Simplemente voy a referir alusiones directas que hace el propio García en sus memorias a su contacto con la Biblia.
KAIRóS Y CRONOS AUTOR Carlos Martínez García 02 DE MAYO DE 2014 22:00 h

Gabriel García Márquez.


El tema es inconmensurable. No pretendo siquiera bosquejarlo con cierta justicia. Ya el entrañable Juan Antonio Monroy ha estado refiriendo en Protestante Digital el imaginario bíblico en Cien años de soledad (Aquíy Aquí).

Simplemente voy a referir alusiones directas que hace el propio García en sus memorias a su contacto con la Biblia.

En Vivir para contarla (voy a citar la edición mexicana, Editorial Diana, 2002) García Márquez evoca cómo antes de aprender a leer escuchó en su infancia en Aracataca los cuentos de “Juana de Freytes, una matrona rozagante que tenía el don bíblico de la narración. El primer cuento formal que conocí fue ‘Genoveva de Bravante’, y se lo escuché a ella junto con las obras de nuestra literatura universal, reducidas por ella a cuentos infantiles: la Odisea, Rolando furioso, Don Quijote, El Conde de Montecristo y muchos episodios de la Biblia” (p. 57).

Cuando aprendió a leer en una escuela del sistema Montessori, el niño Gabriel García Márquez encontró “en un arcón polvoriento del depósito de la casa [un libro que] estaba descosido e incompleto” (p. 119). Su lectura lo absorbió intensamente. El libro era Las mil y una noches. En su adolescencia lo arrobaron La isla del tesoro y el Conde de Montecristo: “los devoraba letra por letra con la ansiedad de saber qué pasaba y al mismo tiempo con la ansiedad de no saberlo para no romper el encanto. Con ellos, como con Las mil y una noches, aprendí para no olvidarlo nunca que sólo deberían leerse los libros que nos fuerzan a releerlos” (pp. 167-168).

A los trece años de Gabriel, con el fin de continuar sus estudios, los padres se ven en la disyuntiva de elegir colegio para su hijo. Se deciden por el de San José de la Compañía de Jesús, en Sucre, ya que su madre se opuso a que fuese inscrito en el Colegio Americano ,“con la razón viciada de que era un cubil de luteranos” (p. 189).

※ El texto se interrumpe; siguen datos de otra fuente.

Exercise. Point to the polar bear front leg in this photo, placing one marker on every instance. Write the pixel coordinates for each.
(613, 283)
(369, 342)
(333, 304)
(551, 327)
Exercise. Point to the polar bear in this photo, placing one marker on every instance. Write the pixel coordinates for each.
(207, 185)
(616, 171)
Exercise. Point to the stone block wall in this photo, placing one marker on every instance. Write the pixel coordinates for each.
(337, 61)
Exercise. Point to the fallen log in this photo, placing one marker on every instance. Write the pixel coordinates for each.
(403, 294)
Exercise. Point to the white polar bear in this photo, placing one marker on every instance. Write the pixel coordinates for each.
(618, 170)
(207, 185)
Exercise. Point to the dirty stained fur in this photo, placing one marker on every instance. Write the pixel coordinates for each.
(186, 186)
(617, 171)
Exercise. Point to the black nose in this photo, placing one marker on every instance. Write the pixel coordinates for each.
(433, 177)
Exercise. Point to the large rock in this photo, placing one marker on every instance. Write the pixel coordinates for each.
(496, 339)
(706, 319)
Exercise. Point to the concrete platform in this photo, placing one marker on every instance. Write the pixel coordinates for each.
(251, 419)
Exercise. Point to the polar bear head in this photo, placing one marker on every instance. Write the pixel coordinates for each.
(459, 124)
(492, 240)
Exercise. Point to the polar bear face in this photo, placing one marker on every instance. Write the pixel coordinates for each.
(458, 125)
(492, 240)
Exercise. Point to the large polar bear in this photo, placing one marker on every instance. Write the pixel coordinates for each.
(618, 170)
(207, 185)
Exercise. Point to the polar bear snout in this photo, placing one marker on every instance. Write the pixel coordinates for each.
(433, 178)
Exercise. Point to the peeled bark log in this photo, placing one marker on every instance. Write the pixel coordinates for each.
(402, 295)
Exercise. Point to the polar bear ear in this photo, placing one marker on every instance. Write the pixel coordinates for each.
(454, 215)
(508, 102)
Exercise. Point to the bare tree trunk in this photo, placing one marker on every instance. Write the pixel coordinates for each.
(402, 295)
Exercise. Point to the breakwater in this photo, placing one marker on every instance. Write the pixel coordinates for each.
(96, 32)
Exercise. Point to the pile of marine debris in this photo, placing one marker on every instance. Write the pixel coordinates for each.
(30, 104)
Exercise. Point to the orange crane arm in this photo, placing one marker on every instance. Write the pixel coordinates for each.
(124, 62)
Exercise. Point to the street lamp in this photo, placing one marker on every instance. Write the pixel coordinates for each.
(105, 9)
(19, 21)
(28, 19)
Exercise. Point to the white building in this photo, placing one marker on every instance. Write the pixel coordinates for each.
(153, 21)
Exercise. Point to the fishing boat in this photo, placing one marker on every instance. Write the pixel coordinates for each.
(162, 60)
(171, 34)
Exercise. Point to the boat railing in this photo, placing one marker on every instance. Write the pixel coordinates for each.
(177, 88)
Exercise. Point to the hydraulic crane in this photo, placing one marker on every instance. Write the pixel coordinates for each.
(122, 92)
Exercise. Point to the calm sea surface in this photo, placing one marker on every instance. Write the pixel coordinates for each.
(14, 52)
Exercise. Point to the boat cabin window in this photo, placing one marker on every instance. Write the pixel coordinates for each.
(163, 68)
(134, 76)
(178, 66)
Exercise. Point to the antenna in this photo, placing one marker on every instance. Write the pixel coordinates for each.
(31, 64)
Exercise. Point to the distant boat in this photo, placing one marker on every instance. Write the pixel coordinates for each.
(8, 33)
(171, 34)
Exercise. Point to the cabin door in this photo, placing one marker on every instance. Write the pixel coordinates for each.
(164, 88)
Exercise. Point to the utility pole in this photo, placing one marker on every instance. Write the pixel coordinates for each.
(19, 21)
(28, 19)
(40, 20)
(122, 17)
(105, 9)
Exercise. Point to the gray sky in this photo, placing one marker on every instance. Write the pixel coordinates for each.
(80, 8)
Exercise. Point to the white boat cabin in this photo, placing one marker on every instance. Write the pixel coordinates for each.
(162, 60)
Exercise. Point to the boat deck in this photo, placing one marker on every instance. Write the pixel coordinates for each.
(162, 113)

Tanto en sus memorias, como en otras de sus obras, y en varias ocasiones, García Márquez usa la expresión bíblico para adjetivar, con el sentido de insólito, maravilloso, inconcebible. Por ejemplo, en Vivir para contarla al describir un viaje en un buque fluvial, usa el concepto mencionado: “Una noche de gran luna nos despertó un lamento desgarrador que nos llegaba de la ribera. El capitán Clímaco Conde Abello, uno de los más grandes, dio orden de buscar con reflectores el origen de aquel llanto, y era una hembra de manatí que se había enredado en las ramas de un árbol caído. Los vaporinos se echaron al agua, la amarraron a un cabrestante y lograron desencallarla. Era un ser fantástico y enternecedor, entre mujer y vaca, de casi cuatro metros de largo. Su piel era lívida y tierna, y su torso de grandes tetas de madre bíblica” (p. 216).

Tras los trágicos acontecimientos del bogotazo y su caudal de muertos, Gabriel García Márquez evoca que un día “desde las tres de la tarde había empezado a llover en ráfagas, pero después de las cinco se desgajó un diluvio bíblico que apagó muchos incendios menores y disminuyó los ímpetus de la rebelión” (p. 344).

En Cien años de soledad, al describir cómo era el primigenio Macondo, Gabriel García Márquez hace un paralelismo con el Génesis al escribir: “El mundo era tan reciente, que muchas cosas carecían de nombre, y para mencionarlas había que señalarlas con el dedo” (edición conmemorativa, Real Academia de la Lengua-Asociación de Academias de la Lengua Española, 2007, p. 9).

En la misma obra, pero al final, en el que algunos críticos literarios han llamado el Apocalipsis de Cien años de soledad, el autor describe los momentos finales de Aureliano Babilonia, y con él de su estirpe: “Macondo era ya un pavoroso remolino de polvo y escombros centrifugados por la cólera del huracán bíblico” (p. 470).

Como estudiante de derecho en Bogotá, García Márquez tuvo un compañero de estudios, Jorge Álvaro Espinosa, quien le “había enseñado a navegar en la Biblia” y le “hizo aprender de memoria los nombres completos de los contertulios de Job” (Vivir para contarla, p. 295). Otra lectura reveladora que le proporcionó Álvaro Espinosa fue Ulises, de James Joyce.

Uno de sus primeros cuentos publicados en suplementos literarios de periódicos fue Tubal Caín forja una estrella, que vio la luz en El Espectador [17 de enero de 1948]. El nombre del protagonista, como no todo el mundo sabe, es el de un herrero bíblico que inventó la música” (p. 324). En la Biblia Reina-Valera 1960 dice que el personaje fue hijo de Lamec, y se le llama “Jubal, el cual fue padre de todos los que tocan arpa y flauta” (Génesis 4:21).

Apenas y he intentado acercarme a un tema que demanda una investigación esmerada y bastante más espacio que el aquí ocupado. No creo ser yo quien tenga las herramientas necesarias para emprender la tarea.